We show families how to run the initial test to determine if certain things are triggering problems. Once a child is established on the program parents are encouraged to let the child decide if he wants to eat or avoid those problematic chemicals/foods. (Of course, the child's age and the severity of any reaction are major factors.) It's not unusual for a child to occasionally go off his diet, and we even suggest strategies for planned cheats. But if the child makes this choice he lives with the consequences. This is just good parenting.
The parents we help don't spend much time "teaching children that foods can dictate performance and behavior" as you write. We teach the families how to find the mac & cheese mix without the dye and the cookies without the fake flavoring. But these are bright kids and it doesn't take them long to figure out for themselves that every time they eat the lollipop from the teacher they have a really bad day and when they eat the lollipop from Mom they don't.
But perhaps the most damaging thing you have written about the Feingold diet is to say that we would ever "deprive them of appropriate professional help from doctors." We do not do this, nor have we ever done it!
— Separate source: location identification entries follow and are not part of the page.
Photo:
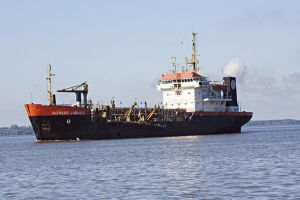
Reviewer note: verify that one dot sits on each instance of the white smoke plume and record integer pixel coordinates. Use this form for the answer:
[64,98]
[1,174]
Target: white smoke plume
[235,67]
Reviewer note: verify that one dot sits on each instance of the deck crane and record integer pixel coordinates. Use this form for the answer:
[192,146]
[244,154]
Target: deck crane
[151,113]
[78,90]
[128,112]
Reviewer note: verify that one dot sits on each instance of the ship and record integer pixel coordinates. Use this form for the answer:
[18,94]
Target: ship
[192,105]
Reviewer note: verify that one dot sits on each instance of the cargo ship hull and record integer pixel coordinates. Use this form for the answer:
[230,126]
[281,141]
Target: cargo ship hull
[83,127]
Most families who contact us have been to many professionals and have not found help; typically they consider us a "last resort." Other families come to us because they are referred to us by their doctor.
We may be seeing more referrals now that the American Academy of Pediatrics has just written that our diet is an appropriate treatment.
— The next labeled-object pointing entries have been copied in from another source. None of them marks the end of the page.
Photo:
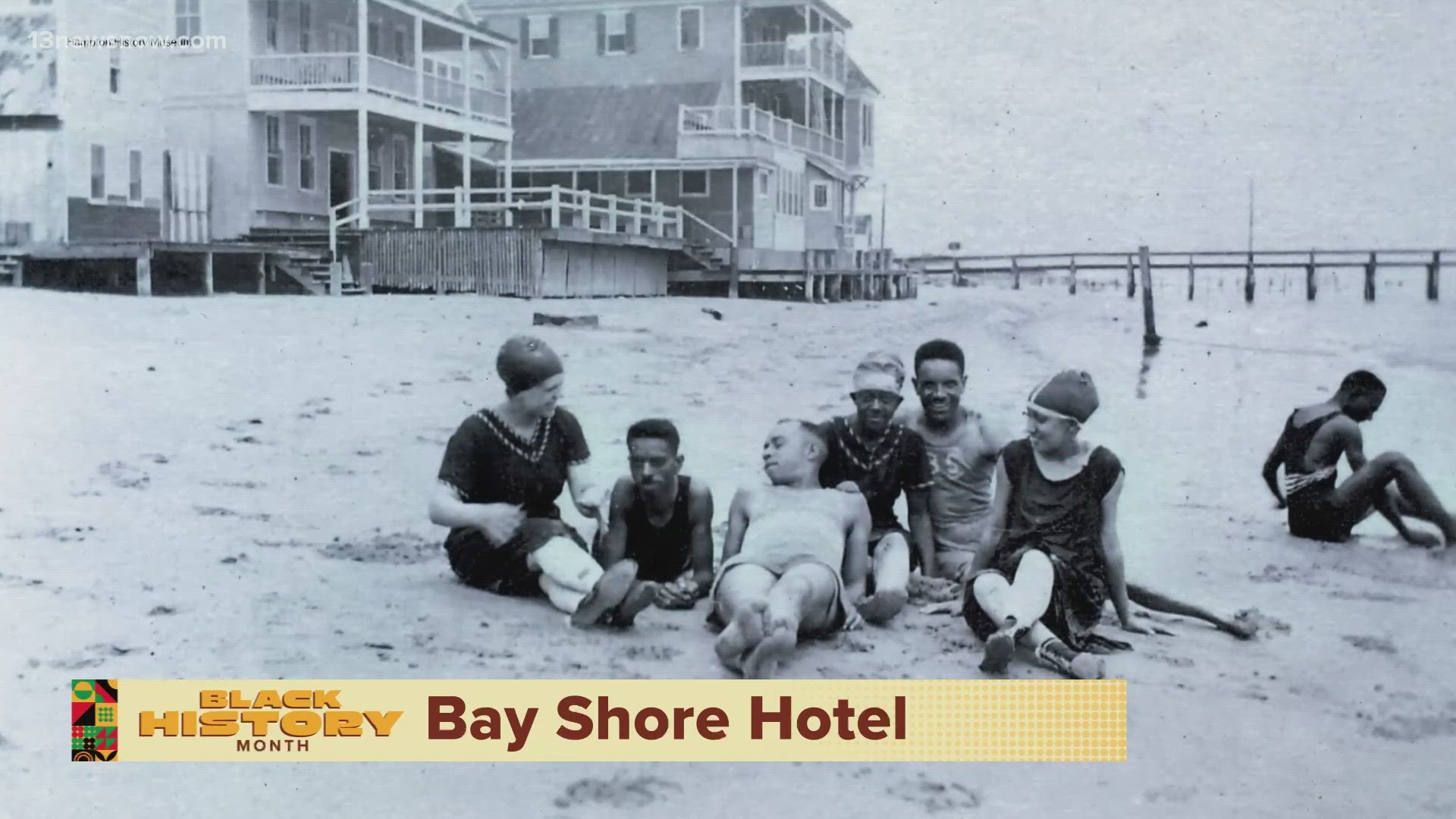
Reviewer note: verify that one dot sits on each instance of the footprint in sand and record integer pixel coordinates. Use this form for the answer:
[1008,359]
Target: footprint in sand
[622,792]
[934,798]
But why would you think that it's an "either-or" situation. Whether or not a child sees a professional, he still has to eat. Why not feed him healthy food?
You quite accurately refer to our program as a popular diet. Hmmm, I wonder why. Perhaps it's because it has helped so many families for so many years. I don't know if you have ever been involved with a non-profit volunteer organization. In order for a volunteer organization to form, let alone continue for 33 years, it requires a "payoff" in the form of success and satisfaction. Would you spend 33 years of your life donating your time and effort for something that was damaging, unwise or unsuccessful? Neither would I.
Feingold Association the US
PS If you are anywhere near San Ramon, CA, at the end of March, one of our members whose background and credentials appear to be very similar to yours, will be presenting a seminar about the Feingold diet at the California Association of School Counselors' annual conference. Many of our members are professionals in the fields of: teaching, nursing, medicine, counseling, dietetics, chemistry, etc.